Back on dry land, amongst my usual crowd of shallow coral reef ecologists, I would consider my normal line of research to be on the deeper end of the spectrum. During the course of my PhD I have been studying the fish and coral communities found on the top of shallow seamounts and smaller pinnacles rising from the depths to the upper 50m of the sea’s surface. Joining the second leg of the Seamounts, Canyons & Reefs of the Coral Sea cruise on R/V Falkor has brought a whole new perspective to what is deep in the oceans!
Seamounts are ubiquitous across the World’s oceans, but despite many estimates suggesting that there are between 100,000 and 1 million of these abrupt volcanic features, only a handful have been visited, let alone studied. Rising from the ocean floor from thousands of meters, many seamounts are tall enough to reach the surface – and in tropical latitudes like the Coral Sea – provide hard substrate for the formation of coral reefs. Similarly, the steep ridges of canyons which extend along the edge of the continental shelf rise up from the plateau to the fringing reefs of the Great Barrier Reef (GBR). The continuous sloping habitats of seamounts and canyons are an amazing example of how shallow marine habitats are so closely connected to the deep.
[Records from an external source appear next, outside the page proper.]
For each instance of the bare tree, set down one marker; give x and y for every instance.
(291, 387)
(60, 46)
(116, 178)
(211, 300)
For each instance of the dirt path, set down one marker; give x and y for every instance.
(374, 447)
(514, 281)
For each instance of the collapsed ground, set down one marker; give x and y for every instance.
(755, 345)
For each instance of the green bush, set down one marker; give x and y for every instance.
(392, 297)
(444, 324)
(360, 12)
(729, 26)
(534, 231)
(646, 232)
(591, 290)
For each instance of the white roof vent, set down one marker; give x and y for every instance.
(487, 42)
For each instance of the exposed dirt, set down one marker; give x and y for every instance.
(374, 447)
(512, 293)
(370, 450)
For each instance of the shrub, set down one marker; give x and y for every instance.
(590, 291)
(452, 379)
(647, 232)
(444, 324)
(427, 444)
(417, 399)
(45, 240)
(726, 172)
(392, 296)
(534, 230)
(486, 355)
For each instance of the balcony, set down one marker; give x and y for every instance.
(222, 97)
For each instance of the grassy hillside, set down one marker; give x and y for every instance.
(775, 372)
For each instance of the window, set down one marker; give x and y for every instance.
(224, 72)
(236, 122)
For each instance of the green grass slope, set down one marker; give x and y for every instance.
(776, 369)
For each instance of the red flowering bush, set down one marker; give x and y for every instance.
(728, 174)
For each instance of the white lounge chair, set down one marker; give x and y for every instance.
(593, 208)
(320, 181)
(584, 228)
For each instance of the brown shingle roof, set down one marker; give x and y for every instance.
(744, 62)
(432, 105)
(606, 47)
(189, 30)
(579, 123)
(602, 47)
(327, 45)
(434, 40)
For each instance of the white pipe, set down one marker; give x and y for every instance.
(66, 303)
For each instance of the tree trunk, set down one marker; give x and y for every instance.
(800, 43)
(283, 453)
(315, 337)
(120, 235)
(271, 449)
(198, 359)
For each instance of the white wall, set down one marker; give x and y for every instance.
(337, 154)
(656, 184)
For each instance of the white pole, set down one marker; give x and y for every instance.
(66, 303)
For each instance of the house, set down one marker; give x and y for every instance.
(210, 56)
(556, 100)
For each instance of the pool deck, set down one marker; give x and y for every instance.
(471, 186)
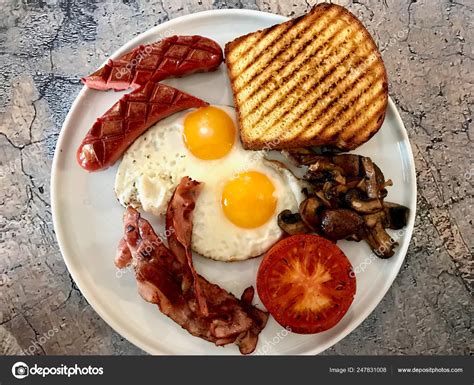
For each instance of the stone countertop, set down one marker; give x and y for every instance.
(45, 46)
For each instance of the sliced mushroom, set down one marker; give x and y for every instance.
(355, 200)
(340, 223)
(372, 187)
(323, 170)
(309, 212)
(349, 163)
(291, 223)
(301, 156)
(396, 216)
(378, 239)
As ROV SuBastian makes its way up the slopes of the seamounts and canyons we have been visiting on the cruise, the changes in light, temperature, pressure, and other environmental factors are remarkable. These changes lead to a whole gradient of habitats suitable in different ways for many different species. From the dark and cold soft sediments of the plateau floor to exposed rocky escarpments, fields of mesophotic black corals, and eventually the well-lit realms of the upper slopes and reef crest – there is something for everyone!
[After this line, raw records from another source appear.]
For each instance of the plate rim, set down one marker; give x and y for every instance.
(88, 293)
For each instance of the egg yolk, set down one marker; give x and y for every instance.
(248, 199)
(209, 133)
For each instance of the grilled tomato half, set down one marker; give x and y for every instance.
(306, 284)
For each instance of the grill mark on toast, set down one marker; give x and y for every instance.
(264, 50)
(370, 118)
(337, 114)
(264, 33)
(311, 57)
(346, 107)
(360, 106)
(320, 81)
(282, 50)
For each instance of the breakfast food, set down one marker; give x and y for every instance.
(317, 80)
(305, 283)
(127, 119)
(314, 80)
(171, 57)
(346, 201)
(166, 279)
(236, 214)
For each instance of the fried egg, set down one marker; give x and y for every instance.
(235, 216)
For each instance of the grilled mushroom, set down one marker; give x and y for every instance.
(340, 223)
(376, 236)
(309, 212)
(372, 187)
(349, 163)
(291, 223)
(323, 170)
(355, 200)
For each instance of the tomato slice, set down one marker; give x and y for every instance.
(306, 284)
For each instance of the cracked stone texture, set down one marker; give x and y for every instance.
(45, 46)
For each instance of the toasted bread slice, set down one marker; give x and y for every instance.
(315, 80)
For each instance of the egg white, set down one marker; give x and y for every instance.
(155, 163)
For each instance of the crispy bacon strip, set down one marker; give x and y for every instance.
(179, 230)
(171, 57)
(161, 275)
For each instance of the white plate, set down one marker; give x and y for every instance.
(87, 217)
My role on board is to assist with biological sampling, documenting observations and preserving specimens that we are able to collect. Being able to film and sample the organisms we encounter on our dives is a hugely exciting way to expand what we know about deep-sea habitats and how species are distributed along depth gradients. Many of the species that we have sampled have not been recorded from the depths we are surveying, meaning that they live much deeper than originally thought. We are also seeing many strange and wonderful creatures on the video stream that are either very rarely seen or potentially new to science. Roll on another dive!